Crop Biotech Update

Cells May Stray from 'Central Dogma'

May 20, 2011

Scientist Vivian Cheung at the University of Pennsylvania, Philadelphia and team discovered that the ‘central dogma' of molecular biology, stated as "the sequence of bases encoded in DNA determines the sequence of amino acids that makes up the corresponding proteins", could be more complicated than perceived. The scientists reported that "they have found more than 10,000 locations where the base (A, C, G, or U) in a cell's RNA messages is not the ones expected from the DNA sequences used to make the RNA read-out." When the mismatched RNAs were translated into proteins, the proteins reflected the "incorrect" RNA sequences, rather than that of the underlying DNA.

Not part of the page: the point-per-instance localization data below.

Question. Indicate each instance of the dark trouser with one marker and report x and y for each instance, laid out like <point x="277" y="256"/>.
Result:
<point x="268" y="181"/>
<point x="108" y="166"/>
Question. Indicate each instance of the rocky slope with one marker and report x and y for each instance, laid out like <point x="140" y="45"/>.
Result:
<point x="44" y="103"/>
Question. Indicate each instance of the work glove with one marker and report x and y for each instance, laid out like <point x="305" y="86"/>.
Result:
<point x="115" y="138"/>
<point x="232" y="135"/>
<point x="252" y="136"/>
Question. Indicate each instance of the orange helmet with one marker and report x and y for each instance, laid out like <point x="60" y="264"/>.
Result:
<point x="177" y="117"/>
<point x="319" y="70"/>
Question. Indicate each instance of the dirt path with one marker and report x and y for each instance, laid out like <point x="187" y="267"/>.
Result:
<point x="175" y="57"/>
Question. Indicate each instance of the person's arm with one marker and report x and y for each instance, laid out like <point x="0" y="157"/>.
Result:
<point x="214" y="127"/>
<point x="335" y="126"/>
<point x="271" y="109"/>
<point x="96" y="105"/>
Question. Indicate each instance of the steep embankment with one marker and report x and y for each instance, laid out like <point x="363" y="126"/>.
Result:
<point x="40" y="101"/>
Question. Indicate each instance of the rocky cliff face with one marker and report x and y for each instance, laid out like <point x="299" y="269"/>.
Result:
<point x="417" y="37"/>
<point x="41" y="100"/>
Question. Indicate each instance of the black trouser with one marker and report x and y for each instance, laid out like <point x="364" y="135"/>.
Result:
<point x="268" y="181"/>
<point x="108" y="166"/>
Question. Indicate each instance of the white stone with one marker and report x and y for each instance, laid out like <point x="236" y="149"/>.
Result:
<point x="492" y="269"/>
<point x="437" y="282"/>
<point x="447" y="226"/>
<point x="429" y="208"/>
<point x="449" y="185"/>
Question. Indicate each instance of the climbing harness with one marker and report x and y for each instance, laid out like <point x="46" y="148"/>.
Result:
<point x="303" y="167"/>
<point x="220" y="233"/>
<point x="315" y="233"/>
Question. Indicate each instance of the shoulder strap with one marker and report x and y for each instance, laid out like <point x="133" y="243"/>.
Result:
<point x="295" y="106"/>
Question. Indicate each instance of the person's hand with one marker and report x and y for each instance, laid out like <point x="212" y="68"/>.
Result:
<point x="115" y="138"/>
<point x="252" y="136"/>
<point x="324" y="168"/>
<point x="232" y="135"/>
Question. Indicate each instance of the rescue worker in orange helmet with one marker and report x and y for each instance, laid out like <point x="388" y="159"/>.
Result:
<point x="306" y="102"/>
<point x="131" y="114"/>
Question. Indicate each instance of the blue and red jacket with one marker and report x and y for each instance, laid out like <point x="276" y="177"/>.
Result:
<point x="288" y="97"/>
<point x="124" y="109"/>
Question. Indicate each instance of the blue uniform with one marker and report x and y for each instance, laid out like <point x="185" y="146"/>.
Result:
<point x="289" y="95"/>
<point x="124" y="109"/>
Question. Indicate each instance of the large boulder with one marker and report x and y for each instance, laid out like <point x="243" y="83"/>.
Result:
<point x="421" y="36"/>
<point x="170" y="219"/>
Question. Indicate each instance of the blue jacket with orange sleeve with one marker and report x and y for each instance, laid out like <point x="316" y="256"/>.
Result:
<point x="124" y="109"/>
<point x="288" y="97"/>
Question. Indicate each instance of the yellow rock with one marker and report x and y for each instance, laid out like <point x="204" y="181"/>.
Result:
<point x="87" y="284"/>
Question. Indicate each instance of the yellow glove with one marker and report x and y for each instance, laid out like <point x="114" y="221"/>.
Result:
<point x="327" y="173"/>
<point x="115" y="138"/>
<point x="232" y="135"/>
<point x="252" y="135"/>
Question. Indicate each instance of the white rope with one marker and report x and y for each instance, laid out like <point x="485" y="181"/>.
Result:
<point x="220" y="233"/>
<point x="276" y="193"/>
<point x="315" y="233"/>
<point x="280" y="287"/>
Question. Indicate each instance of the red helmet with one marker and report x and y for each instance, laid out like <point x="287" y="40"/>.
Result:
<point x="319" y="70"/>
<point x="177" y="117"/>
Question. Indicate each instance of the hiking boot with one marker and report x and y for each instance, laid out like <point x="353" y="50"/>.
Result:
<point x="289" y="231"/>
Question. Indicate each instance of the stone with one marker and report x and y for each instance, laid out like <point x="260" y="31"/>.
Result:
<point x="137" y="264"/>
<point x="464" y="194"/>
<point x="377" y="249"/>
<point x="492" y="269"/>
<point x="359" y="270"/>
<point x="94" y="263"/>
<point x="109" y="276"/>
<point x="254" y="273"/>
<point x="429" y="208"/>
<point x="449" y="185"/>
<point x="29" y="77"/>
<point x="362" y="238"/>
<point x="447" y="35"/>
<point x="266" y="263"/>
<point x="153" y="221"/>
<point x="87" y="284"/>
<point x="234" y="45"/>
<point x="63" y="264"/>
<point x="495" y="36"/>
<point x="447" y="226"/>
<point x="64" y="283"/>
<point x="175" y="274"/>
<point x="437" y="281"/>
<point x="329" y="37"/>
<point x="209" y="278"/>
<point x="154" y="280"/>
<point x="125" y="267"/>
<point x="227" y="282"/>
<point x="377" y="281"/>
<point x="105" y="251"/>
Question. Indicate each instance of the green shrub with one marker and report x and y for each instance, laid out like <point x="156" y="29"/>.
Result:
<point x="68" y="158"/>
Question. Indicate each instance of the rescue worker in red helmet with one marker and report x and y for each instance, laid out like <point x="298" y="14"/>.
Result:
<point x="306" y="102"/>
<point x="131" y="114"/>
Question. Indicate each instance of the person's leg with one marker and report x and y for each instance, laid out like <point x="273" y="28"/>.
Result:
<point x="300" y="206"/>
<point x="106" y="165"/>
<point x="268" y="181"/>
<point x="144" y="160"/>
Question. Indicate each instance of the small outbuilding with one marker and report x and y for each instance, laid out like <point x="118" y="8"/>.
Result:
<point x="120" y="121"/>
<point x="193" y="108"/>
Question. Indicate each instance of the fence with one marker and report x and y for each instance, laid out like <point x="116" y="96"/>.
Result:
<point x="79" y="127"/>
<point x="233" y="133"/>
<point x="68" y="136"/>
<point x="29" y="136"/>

It has been known that some cells ‘edit' RNA after it has been made to produce a new coding sequence, but the new study implies that such editing happens much more often in human cells than previously perceived. Once the findings of the study are further confirmed by other researchers, it could change the understanding of the cell and the way the scientists study genetic contribution to disease.

Wistar Institute scientist Kazuko Nishikura, who is not part of the research team, says she was skeptical at first, because some of the base changes could not be explained by previously identified mechanisms. But the scientist was convinced after seeing Cheung's data. "It's really exciting, because this study reports a different variety of RNA editing that is much more widespread than existing mechanisms," said Nishikura.